EURO 2020, 11 Haziran Cuma akşamı Roma Olimpiyat Stadı'nda İtalya – Türkiye maçı ile start alacak…

Daha açıkçası dünyanın gözü üzerimizde olacak.

Pandemi nedeniyle bu yıla ertelenen Avrupa Futbol Şampiyonası, UEFA'nın yeni formatıyla 11 farklı şehirde organize edilecek. Organizatör ülkeden istenilen en önemli olay seyirci garantisi… Her ülke maçların oynanacağı statların kapasitesine göre kaç seyirci alabileceğini açıkladı.

Aslında Türkiye, açılış maçı dışında grubumuzda oynayacağı şehir açısından çok şanslı. Çünkü hem kardeş Azerbaycan'ın başkenti Bakü'de Galler ve İsviçre'yi ağırlayacağız… Tek Millet-İki Devlet' söylemine dayanarak bunu gönül rahatlığıyla bunu söyleyebiliyoruz. Bunun dışında bir de 69 bin 850 kişilik Bakü Olimpiyat Stadı için Azerbaycan devleti % 50 seyirci garantisi verdi. Bu da Bakü'de 35 bin destekçimiz olacak anlamına geliyor.

A Milli takımımızın ilk maçının İtalya ile oynayacak olmasının artı – eksi yönlerine bakmak gerekir. Evet İtalya kelimenin tam anlamıyla bir turnuva takımı, kanat organizasyonları mükemmel, İnsigne ve İmmobile, Veratti gibi son derece tehlikeli silahları var.

Evet, tüm bunlar bizim ne kadar tehlikeli bir rakiple karşılaşacağımızın göstergeleri ama biz gerek Avrupa elemelerinde Fransa'ya, gerekse Mart ayında da 2022 Dünya kupası elemelerinde Norveç ve Hollanda karşısında sergilediğimiz futbol ile ne kadar dirayetli olduğumuzu gösterdik.

Yani demek istiyoruz ki biz zorlu rakipleri seviyoruz… Onlar ne kadar güçlü olurlarsa bizim de direncimiz o kadar artıyor.
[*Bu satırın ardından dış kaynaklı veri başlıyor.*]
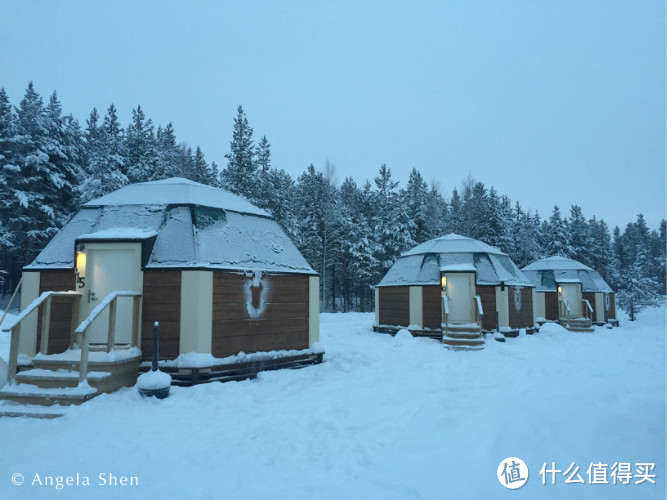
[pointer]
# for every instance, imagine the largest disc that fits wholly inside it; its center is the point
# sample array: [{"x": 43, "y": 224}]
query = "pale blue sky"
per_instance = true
[{"x": 551, "y": 102}]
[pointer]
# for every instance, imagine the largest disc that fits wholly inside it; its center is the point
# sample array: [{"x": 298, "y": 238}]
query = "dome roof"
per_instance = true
[
  {"x": 555, "y": 262},
  {"x": 183, "y": 225},
  {"x": 176, "y": 191},
  {"x": 545, "y": 274},
  {"x": 453, "y": 243},
  {"x": 451, "y": 253}
]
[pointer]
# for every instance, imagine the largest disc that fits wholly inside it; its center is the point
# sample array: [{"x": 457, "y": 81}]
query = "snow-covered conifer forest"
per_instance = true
[{"x": 351, "y": 232}]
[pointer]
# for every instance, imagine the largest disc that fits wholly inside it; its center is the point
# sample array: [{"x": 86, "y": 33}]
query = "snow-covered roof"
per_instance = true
[
  {"x": 546, "y": 273},
  {"x": 423, "y": 264},
  {"x": 453, "y": 243},
  {"x": 176, "y": 191},
  {"x": 196, "y": 234}
]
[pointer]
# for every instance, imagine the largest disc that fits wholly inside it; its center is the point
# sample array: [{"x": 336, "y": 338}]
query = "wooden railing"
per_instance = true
[
  {"x": 445, "y": 315},
  {"x": 42, "y": 304},
  {"x": 110, "y": 301},
  {"x": 479, "y": 311},
  {"x": 588, "y": 310},
  {"x": 563, "y": 309}
]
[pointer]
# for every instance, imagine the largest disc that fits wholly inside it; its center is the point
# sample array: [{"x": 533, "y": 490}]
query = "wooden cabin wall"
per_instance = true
[
  {"x": 281, "y": 318},
  {"x": 431, "y": 306},
  {"x": 60, "y": 326},
  {"x": 395, "y": 305},
  {"x": 612, "y": 306},
  {"x": 522, "y": 318},
  {"x": 551, "y": 305},
  {"x": 162, "y": 303},
  {"x": 487, "y": 295}
]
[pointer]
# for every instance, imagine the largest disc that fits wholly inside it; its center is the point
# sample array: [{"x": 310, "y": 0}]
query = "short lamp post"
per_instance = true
[{"x": 155, "y": 383}]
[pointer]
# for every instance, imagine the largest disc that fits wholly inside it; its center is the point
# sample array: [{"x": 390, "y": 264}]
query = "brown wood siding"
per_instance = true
[
  {"x": 612, "y": 306},
  {"x": 431, "y": 306},
  {"x": 551, "y": 305},
  {"x": 281, "y": 324},
  {"x": 395, "y": 305},
  {"x": 522, "y": 318},
  {"x": 487, "y": 295},
  {"x": 590, "y": 297},
  {"x": 60, "y": 326},
  {"x": 161, "y": 302}
]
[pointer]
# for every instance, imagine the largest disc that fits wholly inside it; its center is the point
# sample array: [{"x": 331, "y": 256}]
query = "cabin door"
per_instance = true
[
  {"x": 110, "y": 270},
  {"x": 571, "y": 292},
  {"x": 460, "y": 292}
]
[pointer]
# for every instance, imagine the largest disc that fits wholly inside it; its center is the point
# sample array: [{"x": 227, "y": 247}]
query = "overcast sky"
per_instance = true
[{"x": 551, "y": 102}]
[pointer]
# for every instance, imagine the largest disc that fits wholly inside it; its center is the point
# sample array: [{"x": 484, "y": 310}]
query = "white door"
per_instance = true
[
  {"x": 460, "y": 297},
  {"x": 111, "y": 271},
  {"x": 570, "y": 293}
]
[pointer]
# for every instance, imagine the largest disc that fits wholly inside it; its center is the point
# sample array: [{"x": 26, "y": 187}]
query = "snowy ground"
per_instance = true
[{"x": 383, "y": 418}]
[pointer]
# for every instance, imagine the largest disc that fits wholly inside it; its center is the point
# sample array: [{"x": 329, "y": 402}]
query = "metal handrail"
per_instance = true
[
  {"x": 480, "y": 309},
  {"x": 11, "y": 300},
  {"x": 589, "y": 309},
  {"x": 15, "y": 327},
  {"x": 35, "y": 304},
  {"x": 479, "y": 312},
  {"x": 109, "y": 301},
  {"x": 445, "y": 312}
]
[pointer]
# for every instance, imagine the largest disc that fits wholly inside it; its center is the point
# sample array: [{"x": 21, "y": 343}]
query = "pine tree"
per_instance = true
[
  {"x": 239, "y": 176},
  {"x": 415, "y": 202},
  {"x": 455, "y": 213},
  {"x": 436, "y": 214},
  {"x": 579, "y": 236},
  {"x": 556, "y": 235},
  {"x": 105, "y": 158},
  {"x": 640, "y": 290},
  {"x": 141, "y": 148},
  {"x": 264, "y": 190},
  {"x": 40, "y": 194},
  {"x": 167, "y": 153},
  {"x": 8, "y": 178},
  {"x": 393, "y": 227}
]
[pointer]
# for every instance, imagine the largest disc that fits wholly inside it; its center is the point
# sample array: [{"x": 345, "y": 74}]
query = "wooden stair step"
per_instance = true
[
  {"x": 31, "y": 394},
  {"x": 11, "y": 409},
  {"x": 57, "y": 378},
  {"x": 463, "y": 342},
  {"x": 464, "y": 335}
]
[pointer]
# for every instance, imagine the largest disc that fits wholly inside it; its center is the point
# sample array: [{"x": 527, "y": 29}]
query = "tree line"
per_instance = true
[{"x": 350, "y": 233}]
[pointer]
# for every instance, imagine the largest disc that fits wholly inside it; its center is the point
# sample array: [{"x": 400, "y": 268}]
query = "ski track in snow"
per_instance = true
[{"x": 382, "y": 418}]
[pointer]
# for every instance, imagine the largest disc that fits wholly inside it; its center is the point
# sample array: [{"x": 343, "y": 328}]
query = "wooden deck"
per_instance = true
[{"x": 234, "y": 371}]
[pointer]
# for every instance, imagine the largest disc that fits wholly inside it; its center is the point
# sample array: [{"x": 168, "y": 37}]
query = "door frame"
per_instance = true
[
  {"x": 88, "y": 246},
  {"x": 472, "y": 274},
  {"x": 575, "y": 311}
]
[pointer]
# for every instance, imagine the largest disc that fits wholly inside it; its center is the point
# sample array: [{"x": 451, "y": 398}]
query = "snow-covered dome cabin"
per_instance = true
[
  {"x": 218, "y": 274},
  {"x": 567, "y": 288},
  {"x": 473, "y": 280}
]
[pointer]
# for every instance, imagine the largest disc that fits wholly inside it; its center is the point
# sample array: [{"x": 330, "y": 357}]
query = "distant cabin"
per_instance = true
[
  {"x": 567, "y": 288},
  {"x": 458, "y": 281},
  {"x": 218, "y": 274}
]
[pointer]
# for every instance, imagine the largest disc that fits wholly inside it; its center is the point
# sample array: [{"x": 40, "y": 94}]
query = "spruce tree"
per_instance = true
[
  {"x": 141, "y": 148},
  {"x": 557, "y": 238},
  {"x": 239, "y": 176}
]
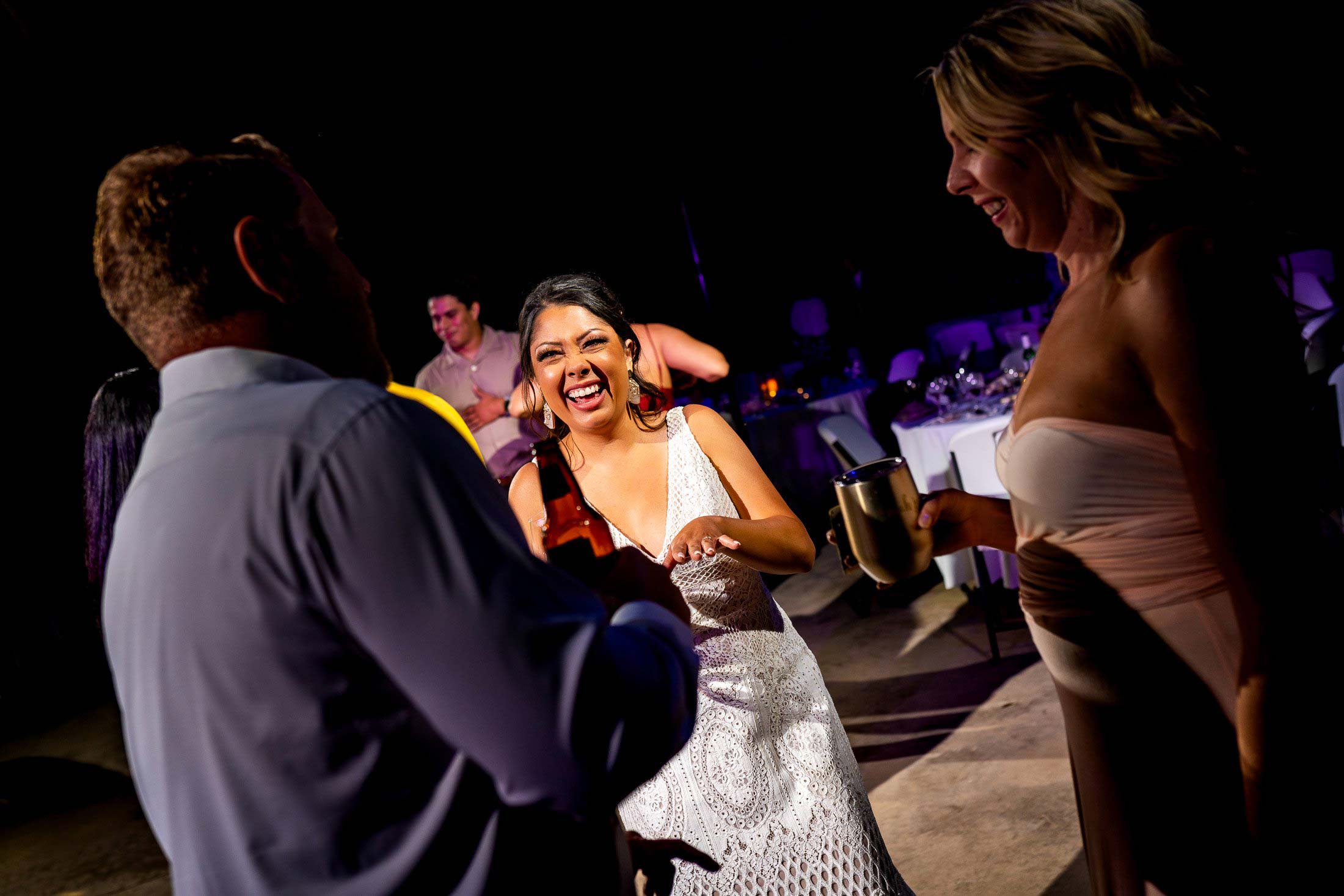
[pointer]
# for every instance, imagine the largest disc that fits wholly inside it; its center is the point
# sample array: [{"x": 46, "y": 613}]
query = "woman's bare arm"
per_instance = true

Bu kadromuzda bulunan 15 lejyoner futbolcumuzun hepsinin, A Milli Takımda direkt olarak oynayabilecek yetenekte olmasından ve Avrupa'nın 5 büyük takımında süre almanın verdiği motivasyondan kaynaklanıyor.

İşte bu futbolcularımız milli takımımızın bel kemiğini oluşturuyorlar. İşte Avrupa'daki gurur kaynaklarımı:

Fransa'da Paris Saint Germain'i geçerek 10 yıl sonra Ligue 1'de şampiyonluğa ulaşan Lille'nin bu başarısında büyük katkı veren Burak Yılmaz (Fransa'da yılın futbolcusu seçildi), Zeki Çelik ve Yusuf Yazıcı, Leicester'den Çağlar Söyüncü, Milan'dan Hakan Çalhanoğlu, Juventus'tan Merih Dimeral, Sassuolo'dan Kaan Ayhan ve Mert Müldür, Shalke'den Ozan Kabak, Celta Vigo'dan Okay Yokuşlu, Getafe'den Enes Ünal, Brentford'dan Halil Dervişoğlu, Düseldorf'tan Kenan Karaman

İşin gerçeği, güçlü rakiplere aynı doğrultuda yanıt verme isteği bize başarıya giden yolun kapısını açıyor.

İşte bu yüzden sonuç konusunda o kadar karamsar değiliz. Futbolcularımıza güveniyoruz, gerek antrenmanlarda gerekse konuşmalarında verdikleri enerjiden de başarıya ulaşacaklarına da yürekten inanıyoruz.